Pelvic Floor Isn’t Just About Leaking
(It’s About Power, Pressure, and Longevity)
When most women hear “pelvic floor,” they think about leaking urine after pregnancy or doing kegels during red lights. But your pelvic floor is not just about continence, it is a central part of your strength system, your breathing system, and your longevity. The pelvic floor forms the base of your core. It works in coordination with your diaphragm, deep abdominals, and spinal stabilizers to manage pressure inside your body. Every time you lift something heavy, cough, laugh, run, or brace during stress, your pelvic floor responds.
For many high-performing women, the issue isn’t weakness — it’s overactivity.
Chronic stress, constant bracing, high-intensity training, and mental load can cause the pelvic floor to grip instead of coordinate. This can show up as bloating, painful intercourse, constipation, tailbone pain, hip tightness, or feeling disconnected from your core during workouts. On the other hand, true weakness may present as leaking, heaviness, or instability. Both ends of the spectrum reflect dysfunction in pressure management.
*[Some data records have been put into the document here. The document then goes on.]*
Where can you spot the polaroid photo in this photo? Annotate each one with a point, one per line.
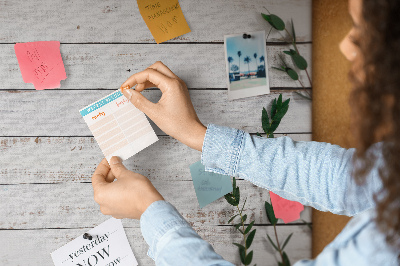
(246, 64)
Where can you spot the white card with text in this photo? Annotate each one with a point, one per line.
(118, 126)
(109, 246)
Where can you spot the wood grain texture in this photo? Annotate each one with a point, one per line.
(331, 109)
(92, 66)
(120, 21)
(41, 243)
(55, 113)
(24, 207)
(66, 159)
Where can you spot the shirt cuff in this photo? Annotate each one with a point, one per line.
(222, 148)
(158, 219)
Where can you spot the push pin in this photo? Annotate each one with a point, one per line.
(246, 36)
(87, 236)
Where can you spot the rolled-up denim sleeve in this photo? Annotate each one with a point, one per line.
(172, 241)
(315, 174)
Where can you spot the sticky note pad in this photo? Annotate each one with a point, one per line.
(164, 18)
(108, 246)
(41, 63)
(209, 186)
(118, 126)
(284, 209)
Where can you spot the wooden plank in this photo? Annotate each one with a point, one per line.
(120, 21)
(71, 205)
(38, 244)
(73, 159)
(55, 113)
(91, 66)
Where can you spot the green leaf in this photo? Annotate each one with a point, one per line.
(230, 199)
(291, 73)
(243, 205)
(239, 246)
(272, 243)
(286, 261)
(299, 61)
(250, 238)
(248, 258)
(280, 69)
(293, 32)
(280, 114)
(275, 21)
(286, 241)
(270, 213)
(279, 103)
(244, 217)
(233, 217)
(249, 227)
(265, 120)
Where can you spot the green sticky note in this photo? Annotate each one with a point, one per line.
(209, 186)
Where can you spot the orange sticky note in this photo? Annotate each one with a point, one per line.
(284, 209)
(164, 18)
(41, 63)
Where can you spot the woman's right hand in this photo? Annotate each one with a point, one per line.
(174, 112)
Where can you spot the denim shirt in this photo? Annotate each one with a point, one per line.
(312, 173)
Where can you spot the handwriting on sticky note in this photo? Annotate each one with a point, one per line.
(108, 246)
(41, 63)
(209, 186)
(164, 18)
(118, 126)
(284, 209)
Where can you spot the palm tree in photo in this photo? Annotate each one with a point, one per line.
(247, 60)
(255, 60)
(230, 60)
(239, 55)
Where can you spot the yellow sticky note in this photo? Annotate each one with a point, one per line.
(164, 18)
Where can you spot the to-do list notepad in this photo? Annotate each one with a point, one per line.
(118, 126)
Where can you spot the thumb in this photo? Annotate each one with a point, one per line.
(117, 167)
(138, 100)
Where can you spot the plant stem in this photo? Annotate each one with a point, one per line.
(279, 246)
(304, 88)
(244, 235)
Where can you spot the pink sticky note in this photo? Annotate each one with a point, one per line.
(284, 209)
(41, 63)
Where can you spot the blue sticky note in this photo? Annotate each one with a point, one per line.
(209, 186)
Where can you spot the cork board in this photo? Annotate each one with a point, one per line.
(331, 89)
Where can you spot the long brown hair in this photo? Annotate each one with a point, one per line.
(376, 106)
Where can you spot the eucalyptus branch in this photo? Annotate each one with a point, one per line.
(234, 200)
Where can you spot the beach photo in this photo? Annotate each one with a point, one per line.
(246, 64)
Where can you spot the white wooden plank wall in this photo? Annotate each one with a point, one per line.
(47, 153)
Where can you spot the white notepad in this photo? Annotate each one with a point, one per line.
(118, 126)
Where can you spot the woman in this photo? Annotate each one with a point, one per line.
(316, 174)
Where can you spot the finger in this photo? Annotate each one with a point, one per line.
(160, 67)
(110, 177)
(160, 80)
(140, 102)
(117, 167)
(100, 174)
(142, 86)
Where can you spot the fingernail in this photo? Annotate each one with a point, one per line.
(129, 92)
(115, 160)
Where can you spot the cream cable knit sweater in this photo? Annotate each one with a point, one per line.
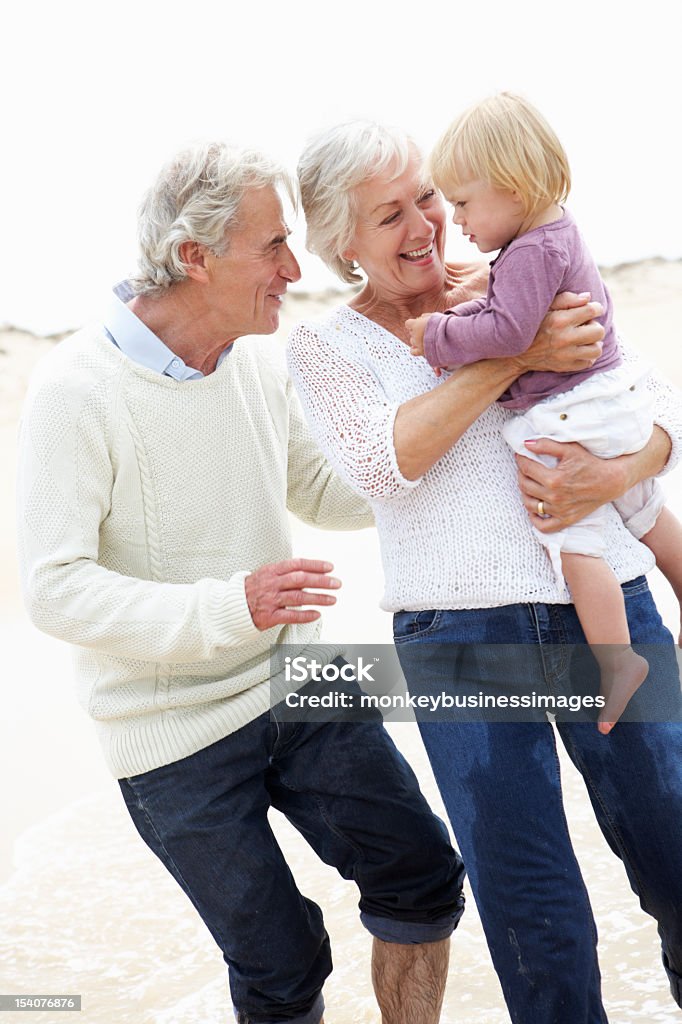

Your pelvic floor is deeply connected to your nervous system. If you are always in “go mode,” your body often stays in subtle contraction. The pelvic floor doesn’t fully relax. Breath stays shallow. Core function becomes compensatory rather than coordinated.
Restoring pelvic floor health is not about doing more kegels. It’s about retraining breath, reestablishing coordination, and building strength from a regulated foundation. When the base functions properly, everything above it — hips, spine, shoulders — becomes more efficient.
Strength feels different.
Running feels lighter.
Intimacy feels comfortable and enjoyable again.
Your core feels responsive instead of rigid.
Pelvic floor health is not a niche issue. It is a foundational one. And it determines how you move, lift, age, and live.